Tom Brady and the New England Patriots had great success with the no-huddle offense early this decade. The Patriots employed it again – very effectively – Sunday night in Baltimore. Patric Schneider/Associated Press

FOXBOROUGH, Mass. — There was a time, during the 2011 and 2012 seasons, when the New England Patriots were known for their mastery of the no-huddle offense.

They’d push the tempo at pivotal points in a game or whenever Tom Brady felt like stepping on the gas. They’d just turn the switch on and off as they pleased. And when that switch was on, they were relentless. The speed of the operation would ultimately wear out the opposition.

It was death by the hurry up.

Might the Patriots use it more often going forward, especially after the success they had at points during Sunday night’s 37-20 loss in Baltimore?

With games against the Eagles and Cowboys following the bye, teams with strong defensive fronts, it does make sense to continue hitting the hurry-up switch.

It was the wrinkle offensive coordinator Josh McDaniels employed for much of the game to get after the Ravens. During the third quarter, the up-tempo pace with 11 personnel (one running back, one tight end, three receivers) was the best the Patriots’ offense has looked this season.

Brady, who is essentially making the calls at the line, was able to exploit matchups the longer they kept with it.

While there are many reasons for McDaniels to pull that offense out of his bag of tricks, the biggest reason for going to the no-huddle is to tire an opposing defense. The Patriots’ offensive line, a problem all season, wasn’t offering much in the way of protection. So one way to help was to get the Ravens gassed and get the ball out of Brady’s hands even quicker. It eventually worked.

Even Ravens cornerback Marlon Humphrey acknowledged the no-huddle was “killing us” after the win.

With the bye week to self-scout, and see what’s working and what isn’t, it’s quite possible McDaniels will revisit the no-huddle after the break.

Wearing out an opposing front will help preserve Brady. He was knocked around pretty good by the Ravens, who got to him for 10 quarterback hits, the most of any team this season.

The Eagles and Cowboys will look to top that number. The Eagles, with Brandon Graham, Fletcher Cox and Derek Barnett, and the Cowboys, with DeMarcus Lawrence, Robert Quinn and old friend Michael Bennett, are going to be a handful for the offensive line.

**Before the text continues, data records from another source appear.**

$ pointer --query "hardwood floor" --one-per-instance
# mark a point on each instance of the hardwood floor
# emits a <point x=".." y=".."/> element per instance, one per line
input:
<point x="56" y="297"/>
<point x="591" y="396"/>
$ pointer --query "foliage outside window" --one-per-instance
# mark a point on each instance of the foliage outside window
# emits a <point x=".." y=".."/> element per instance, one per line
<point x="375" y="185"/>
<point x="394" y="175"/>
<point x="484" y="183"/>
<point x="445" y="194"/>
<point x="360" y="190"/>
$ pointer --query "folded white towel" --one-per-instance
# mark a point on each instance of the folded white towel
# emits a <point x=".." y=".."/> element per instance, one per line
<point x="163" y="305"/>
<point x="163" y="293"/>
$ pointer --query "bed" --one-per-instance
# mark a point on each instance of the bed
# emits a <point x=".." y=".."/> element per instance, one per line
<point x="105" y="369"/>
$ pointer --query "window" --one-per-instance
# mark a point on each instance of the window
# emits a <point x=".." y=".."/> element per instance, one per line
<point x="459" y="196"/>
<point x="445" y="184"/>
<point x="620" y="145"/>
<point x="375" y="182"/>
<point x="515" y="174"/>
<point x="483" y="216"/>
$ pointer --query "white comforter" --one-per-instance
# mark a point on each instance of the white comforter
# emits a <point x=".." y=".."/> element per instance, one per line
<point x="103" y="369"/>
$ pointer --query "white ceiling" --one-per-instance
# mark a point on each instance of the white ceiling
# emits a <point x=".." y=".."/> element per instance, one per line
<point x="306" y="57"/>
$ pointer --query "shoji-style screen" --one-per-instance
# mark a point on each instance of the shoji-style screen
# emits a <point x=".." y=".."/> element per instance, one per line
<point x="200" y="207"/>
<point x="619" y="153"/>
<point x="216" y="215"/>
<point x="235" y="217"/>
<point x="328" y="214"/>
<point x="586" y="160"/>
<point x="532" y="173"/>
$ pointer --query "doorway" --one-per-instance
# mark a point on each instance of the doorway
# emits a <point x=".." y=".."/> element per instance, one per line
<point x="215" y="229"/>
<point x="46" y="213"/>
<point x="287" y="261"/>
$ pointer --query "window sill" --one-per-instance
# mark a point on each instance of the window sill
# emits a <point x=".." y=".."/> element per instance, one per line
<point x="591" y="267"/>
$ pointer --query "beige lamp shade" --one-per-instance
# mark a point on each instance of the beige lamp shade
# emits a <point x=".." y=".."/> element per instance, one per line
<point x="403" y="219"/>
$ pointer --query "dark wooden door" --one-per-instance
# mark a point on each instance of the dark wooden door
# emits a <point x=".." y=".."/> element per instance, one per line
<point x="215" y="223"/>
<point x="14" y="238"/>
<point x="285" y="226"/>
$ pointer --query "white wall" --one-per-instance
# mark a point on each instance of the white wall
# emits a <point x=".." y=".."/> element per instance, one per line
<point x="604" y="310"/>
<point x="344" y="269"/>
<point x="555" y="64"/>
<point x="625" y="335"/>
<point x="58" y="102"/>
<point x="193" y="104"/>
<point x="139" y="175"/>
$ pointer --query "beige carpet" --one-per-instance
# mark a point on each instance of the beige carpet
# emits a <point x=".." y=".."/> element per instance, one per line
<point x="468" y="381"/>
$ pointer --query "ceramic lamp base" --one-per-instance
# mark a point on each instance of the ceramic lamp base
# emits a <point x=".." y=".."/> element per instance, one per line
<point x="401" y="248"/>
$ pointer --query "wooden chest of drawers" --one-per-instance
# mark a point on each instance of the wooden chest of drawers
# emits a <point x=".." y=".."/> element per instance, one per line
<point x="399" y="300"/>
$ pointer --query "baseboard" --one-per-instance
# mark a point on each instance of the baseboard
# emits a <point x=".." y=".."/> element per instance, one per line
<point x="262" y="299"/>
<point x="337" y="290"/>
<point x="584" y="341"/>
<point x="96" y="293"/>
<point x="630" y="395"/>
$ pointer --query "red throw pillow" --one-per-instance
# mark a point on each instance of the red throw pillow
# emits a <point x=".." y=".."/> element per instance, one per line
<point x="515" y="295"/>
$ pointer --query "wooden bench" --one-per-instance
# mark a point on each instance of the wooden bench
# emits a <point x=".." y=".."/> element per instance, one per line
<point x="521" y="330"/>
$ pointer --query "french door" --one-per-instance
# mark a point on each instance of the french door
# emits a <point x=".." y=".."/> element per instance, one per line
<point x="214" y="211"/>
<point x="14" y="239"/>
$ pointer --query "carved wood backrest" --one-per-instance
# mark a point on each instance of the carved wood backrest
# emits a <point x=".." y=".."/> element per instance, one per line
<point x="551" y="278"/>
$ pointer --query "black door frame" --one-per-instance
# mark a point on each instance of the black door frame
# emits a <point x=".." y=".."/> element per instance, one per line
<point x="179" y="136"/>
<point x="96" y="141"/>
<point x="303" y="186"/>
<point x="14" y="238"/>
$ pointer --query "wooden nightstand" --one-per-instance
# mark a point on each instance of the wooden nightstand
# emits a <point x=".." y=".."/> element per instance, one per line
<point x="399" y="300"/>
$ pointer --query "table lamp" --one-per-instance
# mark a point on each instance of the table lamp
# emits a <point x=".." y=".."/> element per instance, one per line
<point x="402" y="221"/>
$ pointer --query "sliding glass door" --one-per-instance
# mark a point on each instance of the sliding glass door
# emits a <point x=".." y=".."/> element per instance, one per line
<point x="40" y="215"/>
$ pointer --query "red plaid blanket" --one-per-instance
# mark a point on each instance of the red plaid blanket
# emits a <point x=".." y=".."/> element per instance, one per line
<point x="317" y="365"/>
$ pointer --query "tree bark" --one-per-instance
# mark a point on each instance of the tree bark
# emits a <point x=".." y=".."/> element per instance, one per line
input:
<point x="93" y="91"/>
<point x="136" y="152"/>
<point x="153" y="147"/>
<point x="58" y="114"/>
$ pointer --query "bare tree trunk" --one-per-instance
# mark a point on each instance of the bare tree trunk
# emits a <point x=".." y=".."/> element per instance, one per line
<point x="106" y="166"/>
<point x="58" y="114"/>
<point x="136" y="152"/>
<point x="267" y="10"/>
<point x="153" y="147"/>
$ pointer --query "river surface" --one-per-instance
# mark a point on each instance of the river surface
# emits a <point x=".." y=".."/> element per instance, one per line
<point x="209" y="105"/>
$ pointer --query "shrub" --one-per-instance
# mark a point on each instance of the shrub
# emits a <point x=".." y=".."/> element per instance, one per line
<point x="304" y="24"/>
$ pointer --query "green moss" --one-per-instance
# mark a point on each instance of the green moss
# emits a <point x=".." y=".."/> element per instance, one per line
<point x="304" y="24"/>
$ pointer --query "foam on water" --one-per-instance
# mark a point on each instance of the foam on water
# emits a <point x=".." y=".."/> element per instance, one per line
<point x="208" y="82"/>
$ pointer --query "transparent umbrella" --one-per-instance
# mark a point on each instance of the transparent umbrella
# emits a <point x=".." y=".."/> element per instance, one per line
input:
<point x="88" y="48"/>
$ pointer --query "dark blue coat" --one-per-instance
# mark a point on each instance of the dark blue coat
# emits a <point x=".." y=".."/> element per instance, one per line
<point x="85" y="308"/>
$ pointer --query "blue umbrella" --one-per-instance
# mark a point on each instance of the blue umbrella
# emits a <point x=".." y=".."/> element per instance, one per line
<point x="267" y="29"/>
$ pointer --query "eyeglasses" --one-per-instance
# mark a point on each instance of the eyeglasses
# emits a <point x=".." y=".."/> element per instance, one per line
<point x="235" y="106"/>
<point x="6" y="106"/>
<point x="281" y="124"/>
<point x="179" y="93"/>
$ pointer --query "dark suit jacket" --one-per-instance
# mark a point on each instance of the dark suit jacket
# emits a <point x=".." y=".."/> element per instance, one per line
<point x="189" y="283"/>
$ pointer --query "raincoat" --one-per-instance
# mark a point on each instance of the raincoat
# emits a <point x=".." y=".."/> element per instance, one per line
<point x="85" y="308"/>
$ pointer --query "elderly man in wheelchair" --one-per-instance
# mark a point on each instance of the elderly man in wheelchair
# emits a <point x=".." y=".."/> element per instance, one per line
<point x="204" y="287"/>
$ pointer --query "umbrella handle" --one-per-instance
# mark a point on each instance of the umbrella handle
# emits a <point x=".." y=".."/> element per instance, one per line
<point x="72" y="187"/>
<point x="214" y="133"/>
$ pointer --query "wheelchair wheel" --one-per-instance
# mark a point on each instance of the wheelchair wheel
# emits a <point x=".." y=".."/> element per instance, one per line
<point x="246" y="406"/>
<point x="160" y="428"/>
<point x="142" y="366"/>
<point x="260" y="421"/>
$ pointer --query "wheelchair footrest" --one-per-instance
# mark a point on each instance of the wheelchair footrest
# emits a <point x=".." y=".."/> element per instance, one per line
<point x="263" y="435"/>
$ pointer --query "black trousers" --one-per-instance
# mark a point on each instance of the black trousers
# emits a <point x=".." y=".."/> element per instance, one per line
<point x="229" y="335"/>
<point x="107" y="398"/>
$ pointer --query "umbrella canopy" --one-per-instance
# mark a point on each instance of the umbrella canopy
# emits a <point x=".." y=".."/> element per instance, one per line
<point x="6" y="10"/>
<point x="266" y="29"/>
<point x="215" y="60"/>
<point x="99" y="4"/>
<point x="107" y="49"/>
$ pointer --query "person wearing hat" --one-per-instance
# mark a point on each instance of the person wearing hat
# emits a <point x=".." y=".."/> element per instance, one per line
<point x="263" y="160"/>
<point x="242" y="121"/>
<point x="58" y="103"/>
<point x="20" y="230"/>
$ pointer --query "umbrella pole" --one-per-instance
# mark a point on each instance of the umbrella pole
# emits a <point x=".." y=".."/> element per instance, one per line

The hurry-up might be the best way to work around these fronts. The running game actually got going a bit with Rex Burkhead busting a few runs, and the offense as a whole looked better.

The downside?

Three-and-outs mean there’s no rest for the defense or time to make adjustments. So there’s the risk of gassing your own defense if you don’t stay on the field.

The other element involves rookie wide receivers Jacobi Meyers and N’Keal Harry. Meyers didn’t see the field in Baltimore, save for one snap.

This type of offense, with Brady making the calls at the line as he reads the defense at a rapid pace, requires everyone to be on the same page. It’s hard for Brady to trust rookies in a full-time no-huddle. And even if he did, there’s no time for substitution. Julian Edelman, Mohamed Sanu and Phillip Dorsett are the three primary receivers in the 11 personnel grouping that’s favored at the moment. Will Harry crack that lineup when he plays?

That’s all to be determined. There are some limitations with play calls, too, in a no-huddle. But the point here is that with the offensive line struggling, and Isaiah Wynn not due to return at least until Week 12 against Dallas, the pros outweigh the cons. No-huddle is the way to go.

During his weekly appearance on “The Greg Hill Show” on WEEI, Brady said the Patriots would be figuring out the best option for the offense during the week.

“We have to take all these matchups like they are. They are all different. They are all going to present their different challenges and we’re going to have to really get cued in on what we’re doing and figure out how to best attack these opponents starting with the Eagles,” said Brady. “It is a good team and we play a lot of good teams, and we’re going to have to play our best football. It’s going to bring the best out of us.

“We’ve had a lot of time to figure out the things we haven’t done a good job at and the things we need to do a better job at. Do more of the good and less of the bad.”

On Sunday, the no-huddle checked in on the positive side. Going forward, it wouldn’t be surprising to see them stay with it.